O ambiente de negócios no Brasil melhorou, mas ainda é difícil. Pelo menos de acordo com o relatório Doing Business, publicado todo ano pelo Banco Mundial desde 2003. De acordo com a edição deste ano, divulgada no fim de outubro com previsões para 2019, o Brasil saiu da 125ª posição para a 109ª. O estudo analisa 190 países.

Embora o Brasil vá bem em alguns critérios, perde na comparação com o resto da América Latina em quase tudo o que é essencial. Por exemplo, uma empresa de São Paulo gasta 1.958 horas por ano para pagar seus impostos. Na América Latina, a média é de 330 horas. Entre os dez países mais desenvolvidos da OCDE, gastam-se em média 159 horas por ano com impostos.

Começar um negócio também não é tarefa simples. Um empresário em São Paulo ou no Rio de Janeiro (as duas cidades avaliadas pelo Banco Mundial) tem de enfrentar 11 “procedimentos burocráticos” para registrar uma empresa. Na América Latina são 8,2, em média. Na OCDE, cinco.

Não à toa são duas das áreas em que o Brasil está pior que a maioria dos demais países. Por causa das complicações tributárias, o país está em 184º no ranking geral. No quesito “começar um negócio”, está em 140º.

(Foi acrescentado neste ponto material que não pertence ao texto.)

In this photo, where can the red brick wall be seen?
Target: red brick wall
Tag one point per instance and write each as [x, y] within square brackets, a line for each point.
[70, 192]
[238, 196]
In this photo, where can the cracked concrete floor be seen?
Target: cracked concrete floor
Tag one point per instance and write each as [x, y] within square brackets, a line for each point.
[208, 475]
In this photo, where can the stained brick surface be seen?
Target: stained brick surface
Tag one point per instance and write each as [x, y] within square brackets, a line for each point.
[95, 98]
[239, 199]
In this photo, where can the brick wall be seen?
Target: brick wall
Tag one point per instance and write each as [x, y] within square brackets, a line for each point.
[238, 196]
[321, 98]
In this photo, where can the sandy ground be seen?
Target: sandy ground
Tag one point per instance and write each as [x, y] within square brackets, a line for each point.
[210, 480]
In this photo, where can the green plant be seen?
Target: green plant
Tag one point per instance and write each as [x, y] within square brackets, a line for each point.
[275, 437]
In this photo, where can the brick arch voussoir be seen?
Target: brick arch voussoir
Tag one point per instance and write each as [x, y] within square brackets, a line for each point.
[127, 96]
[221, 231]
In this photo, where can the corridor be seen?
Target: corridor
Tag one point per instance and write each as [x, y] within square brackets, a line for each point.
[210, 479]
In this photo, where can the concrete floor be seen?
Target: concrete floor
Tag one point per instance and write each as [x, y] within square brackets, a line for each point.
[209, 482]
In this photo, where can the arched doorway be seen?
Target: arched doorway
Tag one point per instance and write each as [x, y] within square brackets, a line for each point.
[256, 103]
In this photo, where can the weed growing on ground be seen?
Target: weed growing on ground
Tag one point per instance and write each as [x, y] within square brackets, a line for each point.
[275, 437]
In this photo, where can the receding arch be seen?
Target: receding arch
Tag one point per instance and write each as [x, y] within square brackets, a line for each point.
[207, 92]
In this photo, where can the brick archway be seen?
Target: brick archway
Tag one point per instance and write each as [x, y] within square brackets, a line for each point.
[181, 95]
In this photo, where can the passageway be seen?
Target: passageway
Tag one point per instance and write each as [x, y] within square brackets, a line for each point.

Mas nem tudo são trevas. O país vem melhorando, por exemplo, no cumprimento de seus contratos, segundo o relatório do Banco Mundial. No ranking da categoria, está em 48º lugar, à frente de todos os seus vizinhos e atrás apenas de economias mais desenvolvidas.

Esse é um critério complicado, segundo a explicação do Banco Mundial. Nenhum país é considerado o cenário ideal para se fazer valer contratos. Mas o custo de litígios contratuais no Brasil é de 20,7%, em média, do valor do contrato. Entre os maiores da OCDE, o custo é de 21,2%. Na média da América Latina, 31,4%.

E o Judiciário brasileiro vai bem na comparação geral. O país levou nota 12,5 nesse critério, enquanto a América Latina ficou com 8 e a OCDE, 11,5. A régua vai até 18 e mede critérios como a estrutura das cortes, a paridade de armas entre representante e representado, distribuição automática de processos e a existência de meios alternativos de resolução de conflitos.

Para dentro
O otimismo com o Judiciário brasileiro não tem muito apoio na comunidade jurídica local, aparentemente. Estudo produzido pelo Centro de Estudos em Direito Econômico e Social (Cedes) em 2016 comparou a realidade jurídica do Brasil com a do Chile e a da Argentina. No Brasil, os entrevistados, “advogados corporativos”, apontaram o Judiciário como moroso e ineficiente, além de caro e imprevisível — clique aqui e aqui para ler.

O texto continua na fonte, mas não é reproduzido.